The bankruptcy of Allegheny Health, Education and Research Foundation and the subsequent sale of its eight Philadelphia-area hospitals were among healthcare's greatest debacles in 1998. But AHERF's experience should also be considered a watershed for healthcare governance.
Experts believe the current probes of AHERF's governing-board dealings will lead to greater self-examination by boards at other organizations. Multiprovider systems such as AHERF's -- where the trustees confront issues that are often far-reaching and complicated -- will take the closest looks at their governance arrangements.

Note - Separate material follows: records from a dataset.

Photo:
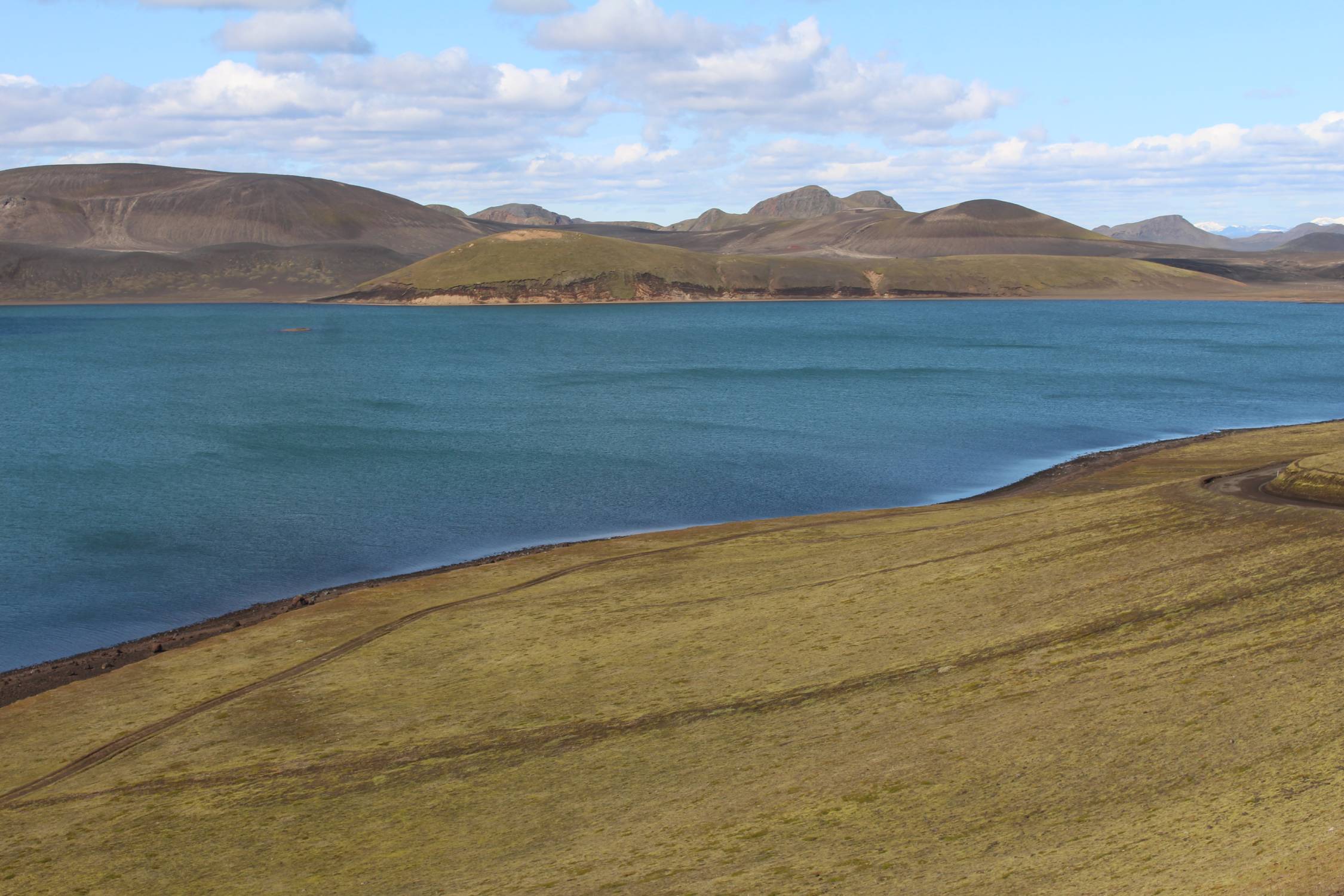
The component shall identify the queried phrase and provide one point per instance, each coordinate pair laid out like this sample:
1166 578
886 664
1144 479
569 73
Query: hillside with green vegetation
546 265
1314 478
1113 680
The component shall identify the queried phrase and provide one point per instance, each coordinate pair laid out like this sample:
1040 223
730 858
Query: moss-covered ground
1121 683
535 261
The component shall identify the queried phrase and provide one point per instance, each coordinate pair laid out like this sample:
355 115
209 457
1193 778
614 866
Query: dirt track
1250 485
1246 484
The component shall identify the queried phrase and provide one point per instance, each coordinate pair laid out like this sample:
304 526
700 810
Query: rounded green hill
563 266
1312 478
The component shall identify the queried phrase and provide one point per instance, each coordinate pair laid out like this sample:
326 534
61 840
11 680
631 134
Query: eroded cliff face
642 289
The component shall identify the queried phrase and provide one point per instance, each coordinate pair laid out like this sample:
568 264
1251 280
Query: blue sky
1098 113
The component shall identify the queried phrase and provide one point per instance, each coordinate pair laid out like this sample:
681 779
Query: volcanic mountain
1167 229
796 204
566 266
152 207
523 214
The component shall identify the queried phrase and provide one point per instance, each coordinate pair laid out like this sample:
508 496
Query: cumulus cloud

"Everyone should be looking very closely at AHERF and how the shoe drops there," says James Orlikoff, president of Orlikoff & Associates, a Chicago-based governance consulting firm.
The end result may be what many governance experts have advocated for years: smaller and fewer boards at the system level.

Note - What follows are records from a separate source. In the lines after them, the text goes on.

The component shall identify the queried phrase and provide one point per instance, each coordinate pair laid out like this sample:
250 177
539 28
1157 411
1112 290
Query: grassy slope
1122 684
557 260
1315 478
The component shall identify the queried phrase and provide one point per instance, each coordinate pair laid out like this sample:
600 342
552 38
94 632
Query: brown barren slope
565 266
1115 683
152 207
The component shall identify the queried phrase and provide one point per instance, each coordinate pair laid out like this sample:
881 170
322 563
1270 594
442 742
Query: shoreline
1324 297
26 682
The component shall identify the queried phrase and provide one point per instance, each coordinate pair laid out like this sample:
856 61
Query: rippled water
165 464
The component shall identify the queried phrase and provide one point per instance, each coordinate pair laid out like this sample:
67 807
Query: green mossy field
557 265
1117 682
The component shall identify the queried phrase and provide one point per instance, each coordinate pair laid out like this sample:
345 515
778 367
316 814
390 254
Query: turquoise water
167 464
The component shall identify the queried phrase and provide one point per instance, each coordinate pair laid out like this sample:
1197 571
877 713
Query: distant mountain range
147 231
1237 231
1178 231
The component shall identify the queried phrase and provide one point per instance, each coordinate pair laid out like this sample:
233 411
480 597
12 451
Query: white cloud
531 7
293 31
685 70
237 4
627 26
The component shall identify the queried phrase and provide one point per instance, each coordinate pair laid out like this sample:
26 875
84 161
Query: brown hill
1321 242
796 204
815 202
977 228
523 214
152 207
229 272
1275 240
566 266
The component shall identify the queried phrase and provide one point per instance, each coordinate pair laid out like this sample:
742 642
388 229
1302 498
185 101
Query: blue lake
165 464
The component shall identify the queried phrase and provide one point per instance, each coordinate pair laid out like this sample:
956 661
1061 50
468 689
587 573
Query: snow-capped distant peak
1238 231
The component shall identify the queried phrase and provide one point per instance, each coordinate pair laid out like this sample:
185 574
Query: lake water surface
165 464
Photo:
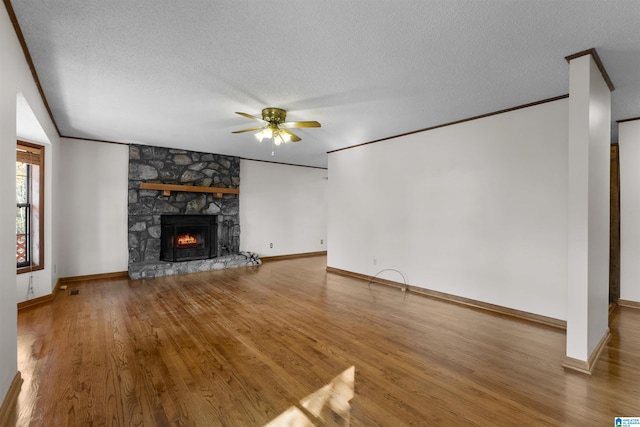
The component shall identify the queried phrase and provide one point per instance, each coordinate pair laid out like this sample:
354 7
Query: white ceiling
172 73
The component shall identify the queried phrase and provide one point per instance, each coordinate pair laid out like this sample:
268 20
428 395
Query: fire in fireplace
188 237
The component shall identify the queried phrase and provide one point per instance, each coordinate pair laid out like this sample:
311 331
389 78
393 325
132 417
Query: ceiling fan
273 125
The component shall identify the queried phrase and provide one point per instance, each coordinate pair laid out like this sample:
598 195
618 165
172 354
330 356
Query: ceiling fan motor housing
274 115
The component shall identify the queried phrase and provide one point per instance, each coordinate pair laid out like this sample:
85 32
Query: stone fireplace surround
145 208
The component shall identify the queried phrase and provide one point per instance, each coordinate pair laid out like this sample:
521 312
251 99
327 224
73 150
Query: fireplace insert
188 237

On the purchasers/payers front, insurance premium increases became a big issue in 1998, yet some companies avoided the high single-digit and even double-digit increases initially forecast.
That won't be the case this year. In late 1998, many employers in major metropolitan areas were already reporting double-digit increases for their 1999 coverage. The increases are expected to hit especially hard in firms with 200 employees or fewer, observers agree.

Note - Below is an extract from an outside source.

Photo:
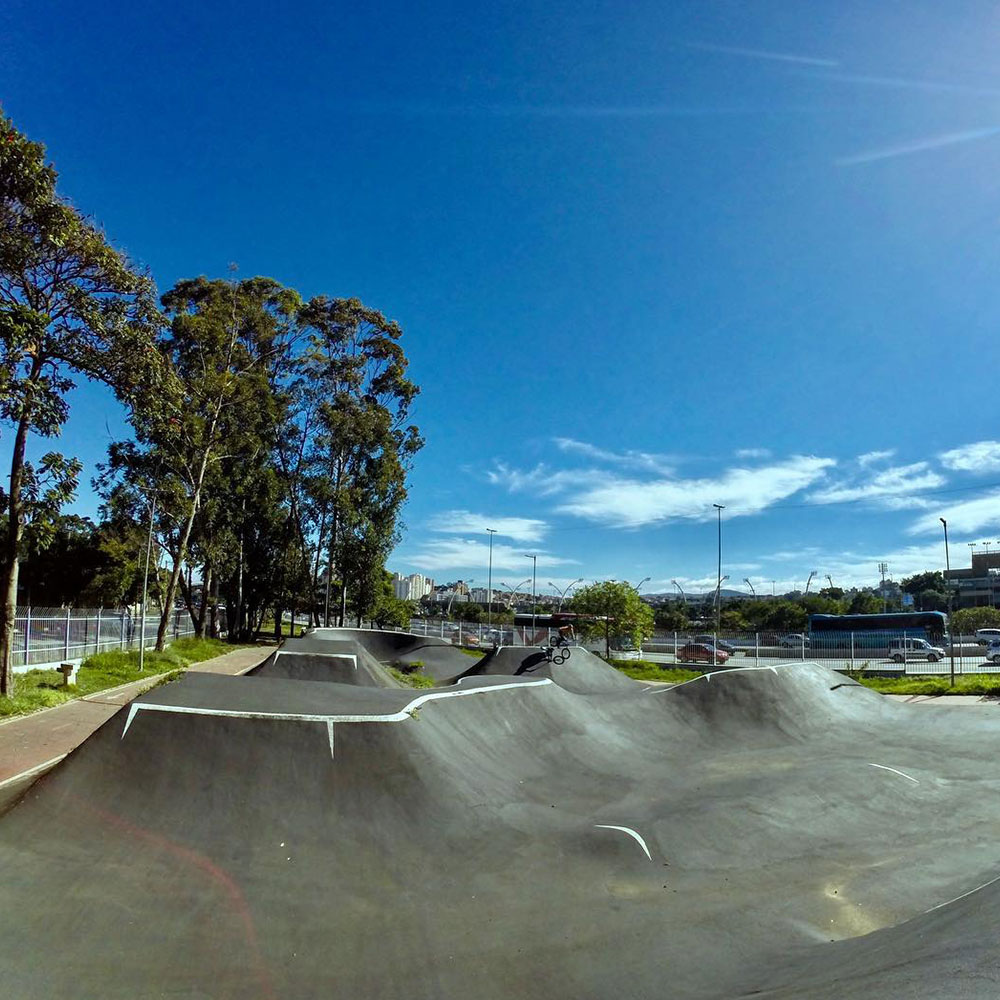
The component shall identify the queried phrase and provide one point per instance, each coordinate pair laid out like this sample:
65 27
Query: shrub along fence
45 636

Expect some companies to require large increases in employee copayments or to drop employee health coverage altogether. A recent study by the U.S. Chamber of Commerce indicated 41% of employers said they would drop coverage if premiums increased by more than 10%.
That course could help the emerging trend of healthcare "discount cards" for the uninsured. Through such programs, entrepreneurs cobble together a regional network of providers willing to offer discounted fee-for-service care, then furnish "membership cards" to individuals for an annual fee.
Neil Carrey, a healthcare attorney in the Los Angeles firm Jenkins & Gilchrist, says the cards are a promising way to address the growing ranks of the uninsured but cautions that they should be set up to comply with federal provisions against kickbacks for patient referrals and against the corporate practice of medicine.